The browser login is becoming a tax your own team keeps paying.
That’s the headless software punchline.
Work is starting to move out of the apps your team opens every day and into agent-run workflows that call data, trigger actions, hand off tasks, and execute processes without another human spelunking through seven tabs and a broken filter.
That changes the software buying game fast.
Salesforce, OpenAI, and Google all moved in the same direction within eight days.
That’s a flare gun for every leader still training teams to click through old systems faster.
What does that actually mean for your budget, your contracts, and your AI strategy?
On today’s Everyday AI, we break down what headless software is, what these three giants just shipped, why the per-seat pricing model is about to become mathematically broken, and the three moves you need to make right now before the window closes.
1. Stop worshipping the interface 🔥
Headless software means the app still works, but the human-facing interface stops being the center of the job.
Salesforce Headless 360 is the cleanest example from the transcript: CRM workflows become callable through APIs, MCP tools, or command line actions instead of forcing humans through the browser maze.
That flips the operating model.
The app becomes infrastructure. The agent becomes the operator. The human stops being duct tape between screens and starts becoming the person who defines outcomes, watches the trace, and fixes the edge cases that actually matter.
Quietly massive.
Because once the workflow can run without a screen, every old process deserves a fresh trial.
Try This
Pick one ugly workflow your team performs inside Salesforce or another core system.
Don’t ask how AI can help people click through it faster. Map the outcome, needed data, decision points, failure modes, and audit trail, then ask whether the workflow needs a screen at all.
2. Buy for agent readiness ⚡
The new procurement question is brutal: can an agent actually use this thing?

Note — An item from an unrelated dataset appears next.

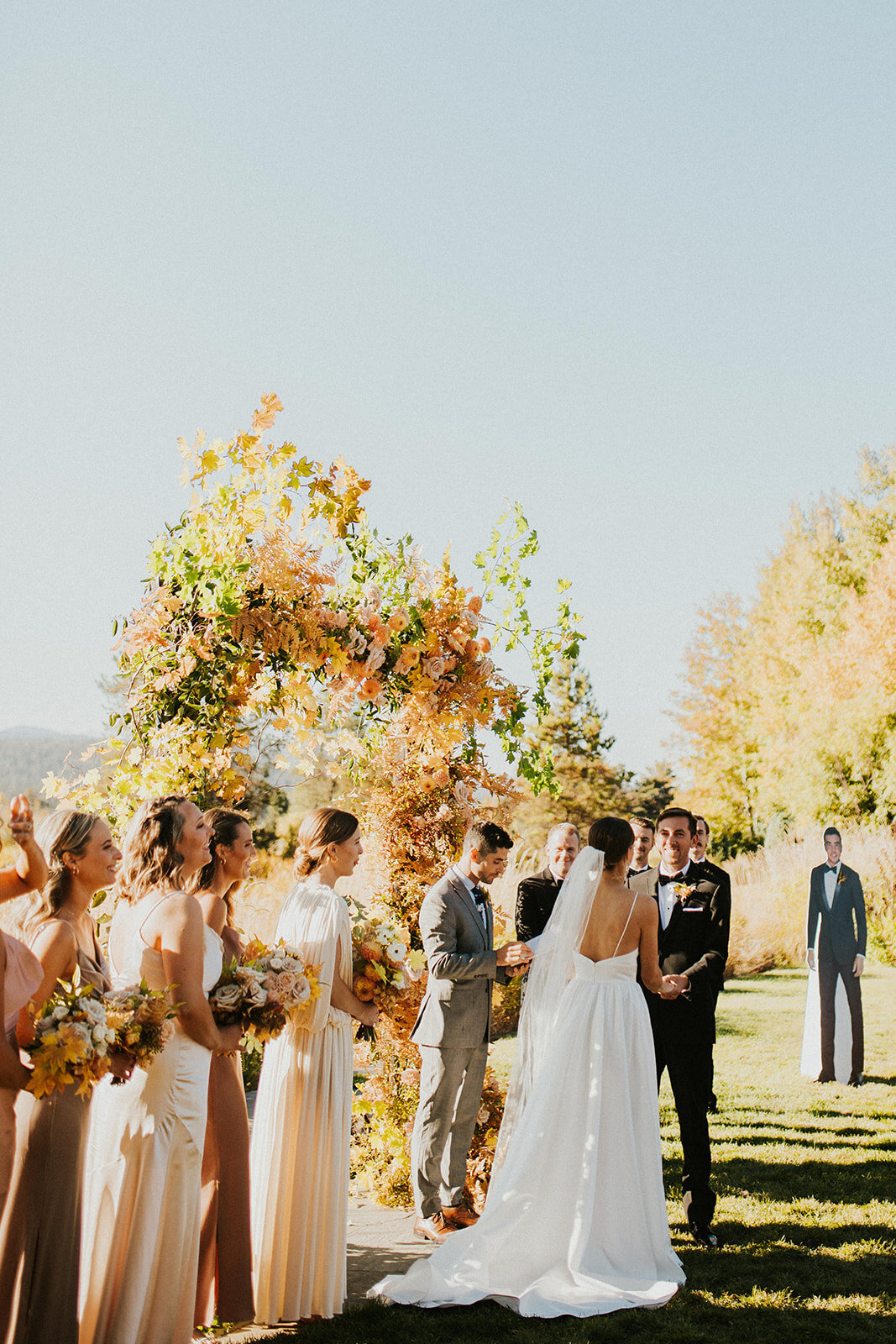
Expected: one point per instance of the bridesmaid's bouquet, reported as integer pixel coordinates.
(264, 991)
(71, 1042)
(141, 1019)
(382, 965)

The transcript points to the same pattern across Salesforce, OpenAI workspace agents, and Google’s Vertex AI shift toward the Gemini Enterprise Agent Platform. Everyone is trying to make software callable, connected, governed, and useful to agents working across tools.

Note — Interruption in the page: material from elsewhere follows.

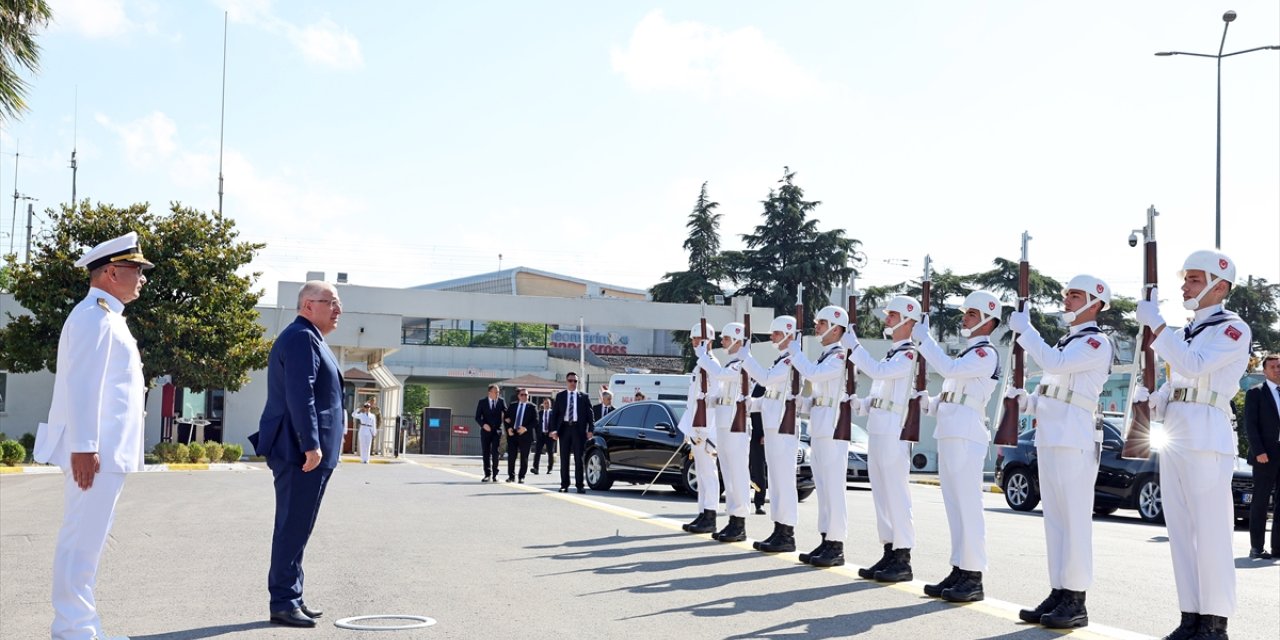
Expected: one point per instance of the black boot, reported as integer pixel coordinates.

That means your RFPs need to grow up.
APIs were table stakes. Now MCP, Agent2Agent, command line support, clean tool access, identity, governance, observability, and agent-safe permissions start deciding whether software is strategic or just expensive furniture.

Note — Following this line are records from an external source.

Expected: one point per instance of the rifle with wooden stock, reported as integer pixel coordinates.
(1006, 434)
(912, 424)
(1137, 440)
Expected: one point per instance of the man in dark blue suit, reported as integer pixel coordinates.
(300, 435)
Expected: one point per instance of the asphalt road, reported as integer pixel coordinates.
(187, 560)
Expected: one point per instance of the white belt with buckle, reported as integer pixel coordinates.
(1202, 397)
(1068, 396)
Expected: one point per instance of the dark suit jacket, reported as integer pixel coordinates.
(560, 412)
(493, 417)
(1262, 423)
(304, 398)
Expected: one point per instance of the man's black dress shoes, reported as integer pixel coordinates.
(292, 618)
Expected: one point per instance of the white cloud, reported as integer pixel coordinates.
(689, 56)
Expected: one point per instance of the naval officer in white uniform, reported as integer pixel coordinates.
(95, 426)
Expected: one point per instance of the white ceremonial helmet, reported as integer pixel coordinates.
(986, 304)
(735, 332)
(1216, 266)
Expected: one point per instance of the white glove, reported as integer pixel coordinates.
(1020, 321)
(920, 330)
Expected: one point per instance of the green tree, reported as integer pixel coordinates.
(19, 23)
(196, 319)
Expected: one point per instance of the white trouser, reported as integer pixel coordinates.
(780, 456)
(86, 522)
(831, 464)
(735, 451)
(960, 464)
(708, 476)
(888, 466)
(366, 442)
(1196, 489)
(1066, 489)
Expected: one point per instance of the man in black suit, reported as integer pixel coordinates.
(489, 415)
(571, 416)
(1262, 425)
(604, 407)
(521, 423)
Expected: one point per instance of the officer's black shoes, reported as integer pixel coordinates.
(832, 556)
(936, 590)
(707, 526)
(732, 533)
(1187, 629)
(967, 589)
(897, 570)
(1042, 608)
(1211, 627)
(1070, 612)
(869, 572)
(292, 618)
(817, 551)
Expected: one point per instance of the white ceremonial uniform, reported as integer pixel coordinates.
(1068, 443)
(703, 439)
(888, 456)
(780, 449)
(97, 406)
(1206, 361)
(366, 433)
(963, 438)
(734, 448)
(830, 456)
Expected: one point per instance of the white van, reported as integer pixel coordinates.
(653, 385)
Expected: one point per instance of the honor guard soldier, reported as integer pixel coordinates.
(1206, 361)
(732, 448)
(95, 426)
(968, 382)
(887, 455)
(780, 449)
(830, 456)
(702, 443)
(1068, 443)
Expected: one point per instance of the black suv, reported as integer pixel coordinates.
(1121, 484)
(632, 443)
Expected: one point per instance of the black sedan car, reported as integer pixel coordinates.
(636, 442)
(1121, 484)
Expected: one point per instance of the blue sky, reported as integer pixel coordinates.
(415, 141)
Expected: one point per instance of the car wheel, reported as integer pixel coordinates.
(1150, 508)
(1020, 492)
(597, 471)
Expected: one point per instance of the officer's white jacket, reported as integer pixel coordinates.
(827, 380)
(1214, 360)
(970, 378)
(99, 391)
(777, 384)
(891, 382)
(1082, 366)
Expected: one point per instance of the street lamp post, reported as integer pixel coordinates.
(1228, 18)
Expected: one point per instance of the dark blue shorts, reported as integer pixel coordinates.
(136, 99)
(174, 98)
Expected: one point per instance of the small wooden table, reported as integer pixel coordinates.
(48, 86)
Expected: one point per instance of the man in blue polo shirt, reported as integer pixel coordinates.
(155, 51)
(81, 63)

Pretty dashboards are nice.
Nope.
If the agent can’t reach the workflow, the dashboard is mostly theater.
Try This
Add an “agent readiness” section to every renewal and purchase review.
Ask which workflows agents can run without browser control, what protocols are supported, how permissions work, where logs live, how approvals are handled, and whether the vendor is pricing access or outcomes.
3. Break seat-based software math 🚀
Per-seat pricing gets weird when the “seat” stops doing the work.
The transcript’s warning is simple: vendors still charge for human access, but agents can run workflows, query systems, update records, and hand off tasks without behaving like human users. IDC predicts 70% of software vendors will abandon pure seat pricing by 2028.
Translation: the pricing model is sweating.
Credits, tokens, actions, workflow runs, and outcome-based contracts are coming because the old model assumes more workers means more seats. Headless software asks a nastier question: what if 10 humans can supervise 100 agents?
Yeah.
That’s the part your CFO should care about before the renewal shows up.
Try This
Audit your 10 most expensive software contracts this week.
For each one, write down the outcome you’re buying, the proprietary data it holds, the number of humans using it, the workflows agents could run, and whether the contract still makes sense when output replaces access as the thing that matters.
Then renegotiate before the vendor explains the new math to you.